Adding Context via Prompt Engineering

This is where prompt engineering comes into play. 

  • Prompt engineering: Prompt engineering is essentially a structured way to ask your LLM a question so that it understands it what you want it to do. Remember, the LLM doesn’t “know” anything; it simply knows what words statistically and frequently appear next to one another. 
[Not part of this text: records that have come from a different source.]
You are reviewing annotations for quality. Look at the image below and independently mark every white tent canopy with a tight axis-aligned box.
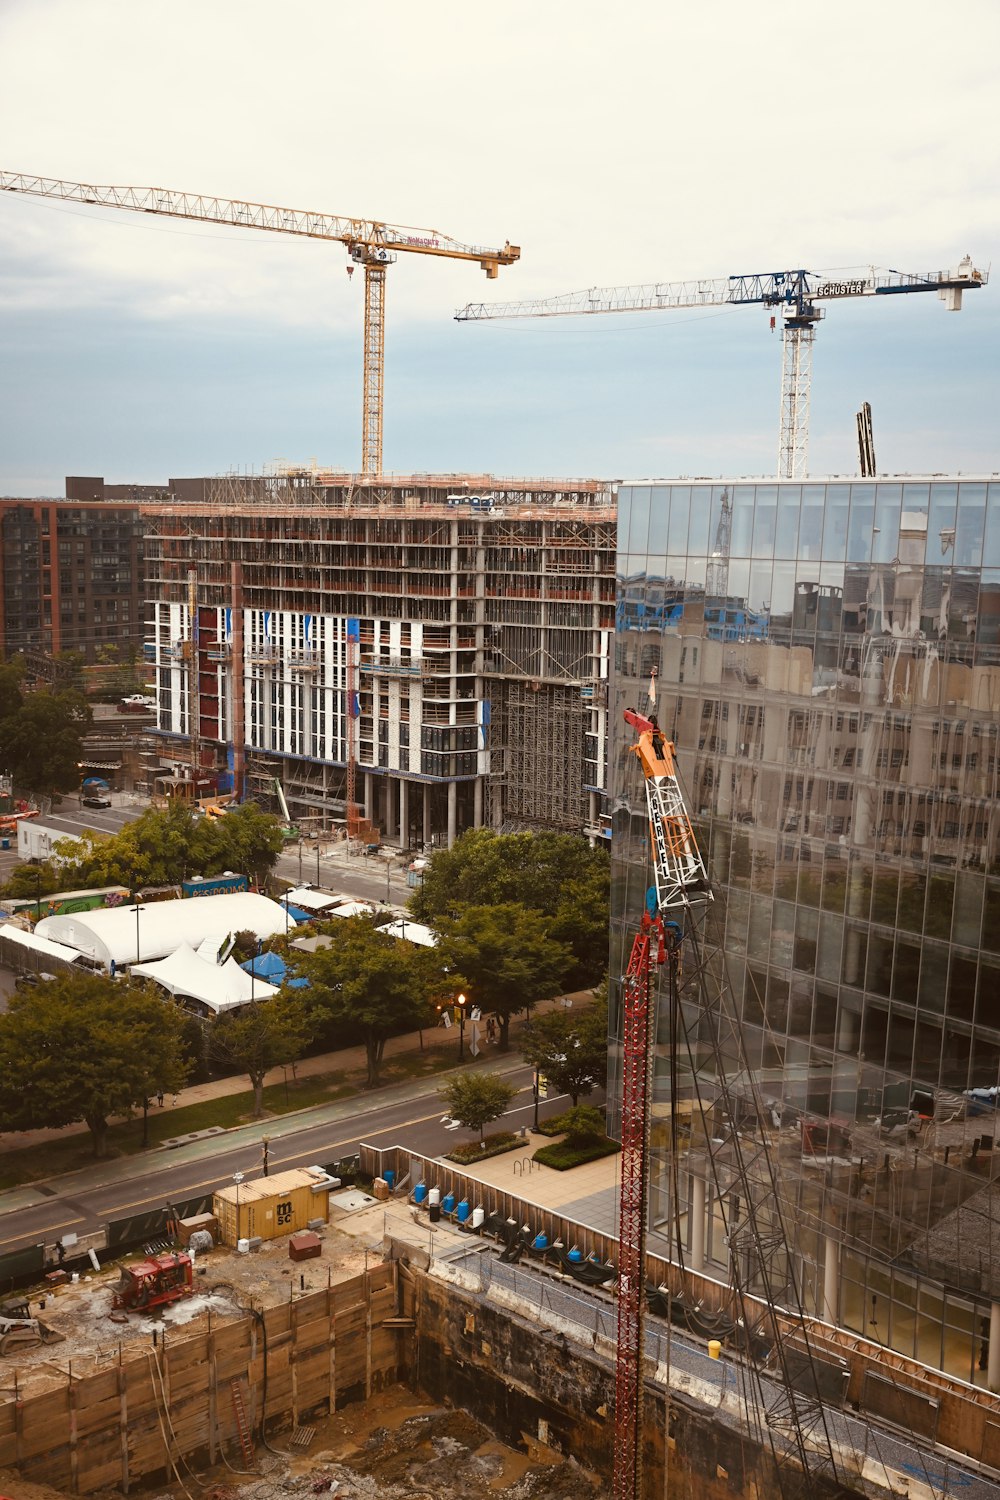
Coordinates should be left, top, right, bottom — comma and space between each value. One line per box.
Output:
281, 887, 347, 915
379, 918, 437, 947
0, 922, 91, 966
327, 900, 376, 919
36, 892, 288, 970
132, 942, 279, 1015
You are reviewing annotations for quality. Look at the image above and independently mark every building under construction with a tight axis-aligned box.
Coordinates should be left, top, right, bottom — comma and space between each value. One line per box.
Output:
139, 471, 616, 846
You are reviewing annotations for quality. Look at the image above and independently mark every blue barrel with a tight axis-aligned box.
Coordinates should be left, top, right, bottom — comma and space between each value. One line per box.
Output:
456, 1199, 470, 1224
384, 1169, 395, 1191
568, 1247, 583, 1263
533, 1232, 549, 1250
413, 1181, 427, 1205
442, 1192, 456, 1215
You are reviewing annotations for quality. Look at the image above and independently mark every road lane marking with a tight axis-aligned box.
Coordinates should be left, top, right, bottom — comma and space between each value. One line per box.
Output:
94, 1093, 538, 1217
0, 1215, 84, 1248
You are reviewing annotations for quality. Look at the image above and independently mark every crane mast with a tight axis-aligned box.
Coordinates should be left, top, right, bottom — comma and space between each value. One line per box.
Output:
614, 710, 711, 1500
457, 258, 986, 477
0, 170, 520, 476
615, 709, 848, 1500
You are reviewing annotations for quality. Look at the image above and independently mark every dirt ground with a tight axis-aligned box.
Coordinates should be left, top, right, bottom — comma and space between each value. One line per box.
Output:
0, 1377, 603, 1500
169, 1386, 600, 1500
1, 1218, 605, 1497
2, 1223, 374, 1394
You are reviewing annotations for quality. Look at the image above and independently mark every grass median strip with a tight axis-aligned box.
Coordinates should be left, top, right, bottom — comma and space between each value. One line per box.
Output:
0, 1039, 466, 1191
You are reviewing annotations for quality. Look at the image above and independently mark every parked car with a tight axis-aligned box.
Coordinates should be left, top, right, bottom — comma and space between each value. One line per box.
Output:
81, 792, 112, 809
15, 971, 57, 991
117, 695, 156, 714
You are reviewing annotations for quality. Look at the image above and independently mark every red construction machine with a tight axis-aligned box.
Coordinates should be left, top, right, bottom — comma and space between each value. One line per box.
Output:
112, 1252, 193, 1312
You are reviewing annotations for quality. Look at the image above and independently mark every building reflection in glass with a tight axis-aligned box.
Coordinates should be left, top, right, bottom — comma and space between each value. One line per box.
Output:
611, 478, 1000, 1385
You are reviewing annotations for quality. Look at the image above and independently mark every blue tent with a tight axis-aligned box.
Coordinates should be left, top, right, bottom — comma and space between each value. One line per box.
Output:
240, 950, 309, 988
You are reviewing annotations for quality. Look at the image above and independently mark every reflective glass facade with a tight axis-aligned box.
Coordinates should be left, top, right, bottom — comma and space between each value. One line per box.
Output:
611, 478, 1000, 1384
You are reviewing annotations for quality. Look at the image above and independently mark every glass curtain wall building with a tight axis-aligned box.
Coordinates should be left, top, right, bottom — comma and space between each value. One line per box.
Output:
611, 477, 1000, 1385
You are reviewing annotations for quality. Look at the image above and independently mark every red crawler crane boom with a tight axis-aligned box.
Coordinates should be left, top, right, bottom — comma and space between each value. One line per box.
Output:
613, 710, 711, 1500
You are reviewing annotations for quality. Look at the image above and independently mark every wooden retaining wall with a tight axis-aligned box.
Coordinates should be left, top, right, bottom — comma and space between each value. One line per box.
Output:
0, 1264, 405, 1494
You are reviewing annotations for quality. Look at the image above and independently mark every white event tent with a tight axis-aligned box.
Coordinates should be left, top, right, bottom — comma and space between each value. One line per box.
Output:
35, 892, 288, 971
132, 943, 278, 1015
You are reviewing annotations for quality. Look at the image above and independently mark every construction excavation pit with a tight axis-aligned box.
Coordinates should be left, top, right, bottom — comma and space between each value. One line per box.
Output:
0, 1203, 608, 1500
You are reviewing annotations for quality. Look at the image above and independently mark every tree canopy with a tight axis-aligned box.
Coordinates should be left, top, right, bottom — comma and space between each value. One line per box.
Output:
0, 972, 191, 1156
439, 1073, 516, 1143
410, 829, 609, 990
0, 682, 92, 795
520, 995, 608, 1106
60, 799, 284, 891
209, 994, 311, 1118
292, 916, 436, 1087
434, 902, 571, 1051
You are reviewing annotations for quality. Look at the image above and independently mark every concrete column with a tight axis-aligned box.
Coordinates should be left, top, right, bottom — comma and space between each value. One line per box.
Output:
988, 1302, 1000, 1391
364, 772, 375, 826
822, 1234, 839, 1324
689, 1175, 706, 1272
447, 781, 458, 847
473, 777, 483, 828
385, 780, 397, 840
400, 778, 410, 848
422, 784, 432, 847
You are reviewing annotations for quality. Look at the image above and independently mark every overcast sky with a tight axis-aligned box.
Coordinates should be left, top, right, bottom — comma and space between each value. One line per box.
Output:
1, 0, 998, 495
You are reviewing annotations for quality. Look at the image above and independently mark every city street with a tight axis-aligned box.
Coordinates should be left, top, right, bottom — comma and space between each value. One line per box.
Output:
0, 1060, 586, 1257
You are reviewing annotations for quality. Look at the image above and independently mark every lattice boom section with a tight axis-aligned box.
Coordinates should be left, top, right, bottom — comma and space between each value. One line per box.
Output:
613, 932, 652, 1500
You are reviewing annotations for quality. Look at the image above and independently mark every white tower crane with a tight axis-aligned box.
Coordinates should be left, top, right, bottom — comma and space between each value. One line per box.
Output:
457, 259, 987, 478
0, 170, 520, 476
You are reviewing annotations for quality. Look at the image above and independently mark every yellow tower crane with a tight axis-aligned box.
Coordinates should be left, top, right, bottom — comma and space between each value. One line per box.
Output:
0, 171, 520, 476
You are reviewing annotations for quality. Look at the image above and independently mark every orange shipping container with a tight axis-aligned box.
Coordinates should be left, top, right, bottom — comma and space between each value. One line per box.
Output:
213, 1167, 330, 1246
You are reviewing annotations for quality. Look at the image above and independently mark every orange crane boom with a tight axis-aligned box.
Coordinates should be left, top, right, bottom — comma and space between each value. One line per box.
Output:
616, 707, 847, 1500
0, 170, 520, 476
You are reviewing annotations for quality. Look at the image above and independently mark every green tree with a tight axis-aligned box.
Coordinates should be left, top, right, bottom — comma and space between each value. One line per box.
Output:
434, 902, 571, 1052
62, 800, 284, 892
0, 973, 190, 1157
520, 995, 608, 1106
293, 916, 435, 1087
558, 1104, 607, 1144
0, 660, 24, 722
0, 687, 92, 795
411, 829, 609, 989
0, 858, 66, 903
208, 994, 311, 1118
205, 801, 285, 889
439, 1073, 517, 1143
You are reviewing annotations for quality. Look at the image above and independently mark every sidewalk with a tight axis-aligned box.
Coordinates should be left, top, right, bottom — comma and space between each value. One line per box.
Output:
2, 990, 597, 1155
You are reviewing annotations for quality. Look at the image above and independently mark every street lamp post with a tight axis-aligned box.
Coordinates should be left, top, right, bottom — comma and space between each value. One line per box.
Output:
232, 1170, 244, 1244
533, 1068, 541, 1132
457, 993, 467, 1063
261, 1136, 270, 1178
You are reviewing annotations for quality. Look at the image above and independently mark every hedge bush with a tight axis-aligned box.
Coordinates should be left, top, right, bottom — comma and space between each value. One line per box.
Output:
532, 1136, 621, 1171
447, 1130, 520, 1165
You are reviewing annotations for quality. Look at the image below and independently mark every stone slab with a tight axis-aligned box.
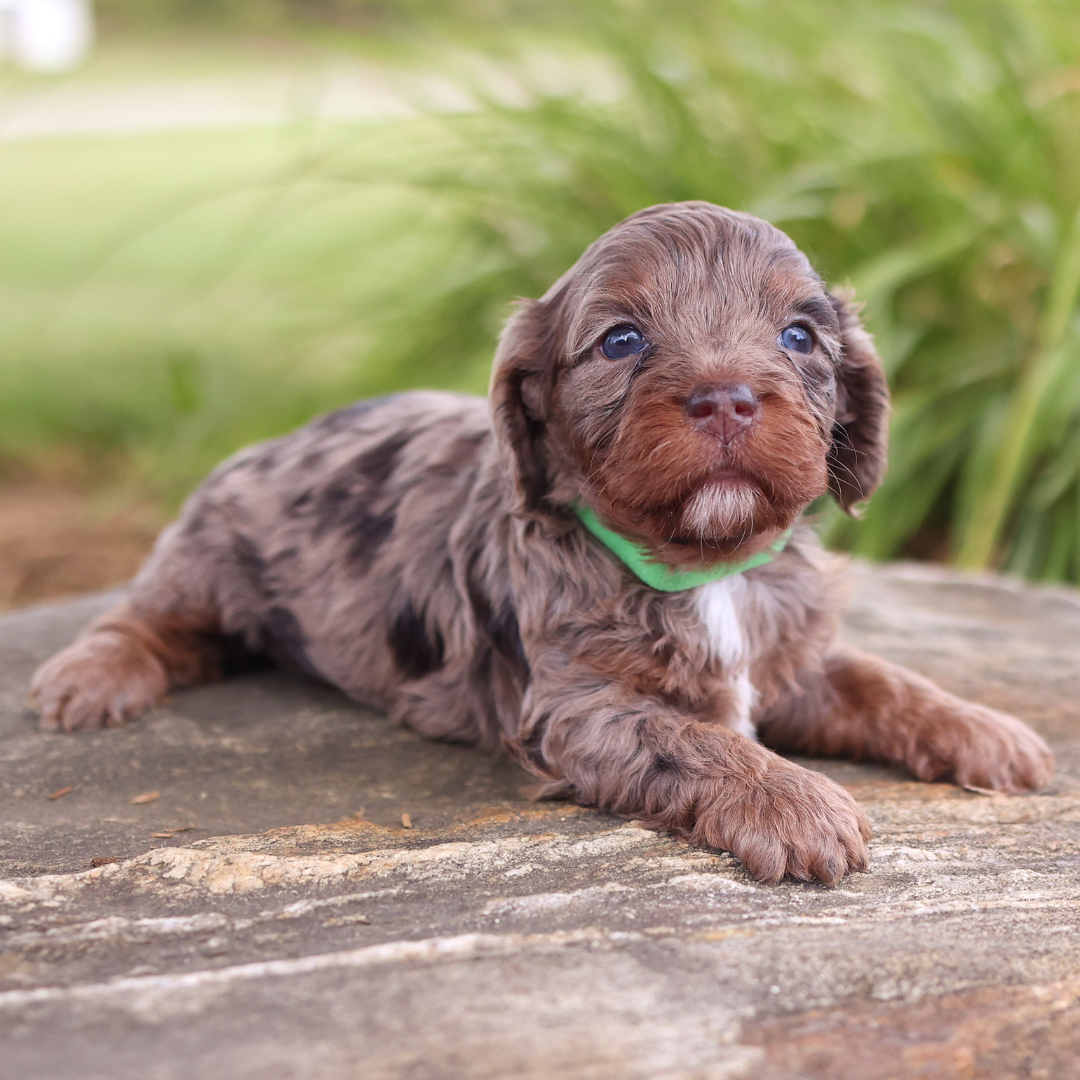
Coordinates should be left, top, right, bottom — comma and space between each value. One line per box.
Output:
1, 562, 1079, 1080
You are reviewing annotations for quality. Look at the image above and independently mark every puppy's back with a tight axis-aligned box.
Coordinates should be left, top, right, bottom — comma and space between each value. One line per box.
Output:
132, 391, 524, 740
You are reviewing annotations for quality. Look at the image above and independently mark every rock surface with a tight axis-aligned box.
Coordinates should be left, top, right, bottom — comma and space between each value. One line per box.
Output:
1, 562, 1079, 1080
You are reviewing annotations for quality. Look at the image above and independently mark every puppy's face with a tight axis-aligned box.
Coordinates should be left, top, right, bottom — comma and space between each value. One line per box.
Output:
492, 203, 889, 567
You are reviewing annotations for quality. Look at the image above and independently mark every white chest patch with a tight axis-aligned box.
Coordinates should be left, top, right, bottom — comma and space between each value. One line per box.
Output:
696, 576, 748, 669
695, 577, 758, 740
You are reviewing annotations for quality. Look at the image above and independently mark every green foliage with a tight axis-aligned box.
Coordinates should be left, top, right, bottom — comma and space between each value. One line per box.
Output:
328, 0, 1080, 581
5, 0, 1080, 582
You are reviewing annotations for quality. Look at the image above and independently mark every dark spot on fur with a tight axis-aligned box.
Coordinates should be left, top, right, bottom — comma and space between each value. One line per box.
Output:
313, 478, 397, 571
465, 553, 529, 676
303, 428, 411, 551
487, 601, 527, 668
262, 606, 320, 676
287, 490, 312, 514
300, 449, 324, 470
316, 482, 355, 520
347, 505, 396, 568
232, 534, 267, 589
353, 431, 411, 487
388, 598, 445, 680
254, 450, 279, 473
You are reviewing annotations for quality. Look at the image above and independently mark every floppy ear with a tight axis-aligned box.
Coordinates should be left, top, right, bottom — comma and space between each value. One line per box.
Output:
827, 291, 891, 515
489, 298, 558, 517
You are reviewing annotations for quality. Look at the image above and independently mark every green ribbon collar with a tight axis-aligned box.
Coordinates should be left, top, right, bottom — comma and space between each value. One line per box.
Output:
574, 505, 791, 592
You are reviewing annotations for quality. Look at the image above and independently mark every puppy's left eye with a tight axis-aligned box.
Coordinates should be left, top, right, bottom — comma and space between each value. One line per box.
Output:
779, 324, 814, 354
600, 325, 648, 360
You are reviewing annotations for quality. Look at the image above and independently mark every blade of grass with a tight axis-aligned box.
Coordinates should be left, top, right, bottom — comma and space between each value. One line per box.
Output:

There are a few different types of prompts which include:

  • Zero-shot prompting: this is where you ask the LLM a question without any specific context. For example, you could write a prompt like this:

Why is the sky blue?

  • Few-shot prompting: for his use case; you provide the models with examples so that it provides output similar to the examples you provide. So, you could ask the following (output from ChatGPT):

Example: Write a rhyming couplet based on the given prompts.

Prompt 1: Moon Couplet 1: In the silent night, it’s the brightest boon, Glowing softly, is the silver moon.

Prompt 2: Rain Couplet 2: Drops from the sky, clear and plain, Quenching the earth is the gentle rain.

Your Task: Prompt: Blue Sky Couplet: ?

Response: 

Prompt: Blue Sky Couplet: Above where birds and planes do fly, Stretches the vast expanse of the blue sky.

  • Delimter use: when you use delimters, you put in special tokens and phrases to provide structure to the model. For example, you could write a prompt like this: 

I’m a Product Marketing Manager at [[UVM Medical Center, a teaching hospital]]. I want you to read the user reviews below that we received and summarize them to me. [[paste reviews below]]

Prompt engineering is certainly both an art and a science. But fortunately, we are starting to see pre-built templates built into applications so that casual users (like myself) can type the inputs into a box within a web browser and it will appropriately structure the query to the LLM. 

For example, what if you wanted to build a case study? Well, these are pretty structured, so there are some generative AI software solutions that have templates tailored to specific use cases. 

For the case study template, it includes the following fields:

  • Company name: [add company name here]
  • Customer name: [add customer name here]
  • Challenge: [describe challenge here]
  • Solution: [add solution here]
  • Results: [add results here]

So, if I simply type those responses into the text boxes on my web browser, out comes a pretty good case study. Another example would be a press release, the software asks for:

  • What type of press release? [add type here e.g. product announcement, event, quarterly results]
  • What people or entities should be mentioned? [add people or entities here]
  • What is the press release about? [add press release here]
  • Additional context—what quotes woud you like to include? [add quotes and attribution here]
  • About: [add company description here]

And voilà , we have great first draft for a press release! 

Most businesses understand that integrating generative AI into your business isn’t linear. It will be challenging, but the payoff will be immense as long as you apply your company’s unique context. 

Summary: Generative AI Starts With Your Data

If your organization is going to capitalize on generative AI, you need to provide your company’s unique context. To provide the correct context, you can do this via LLMs, RAG, prompt-engineering, or perhaps a hybrid of the three different approaches. Keep in mind that the context is use-case specific, so start gathering your list of use-cases and data examples so you can start to test out the generative AI waters.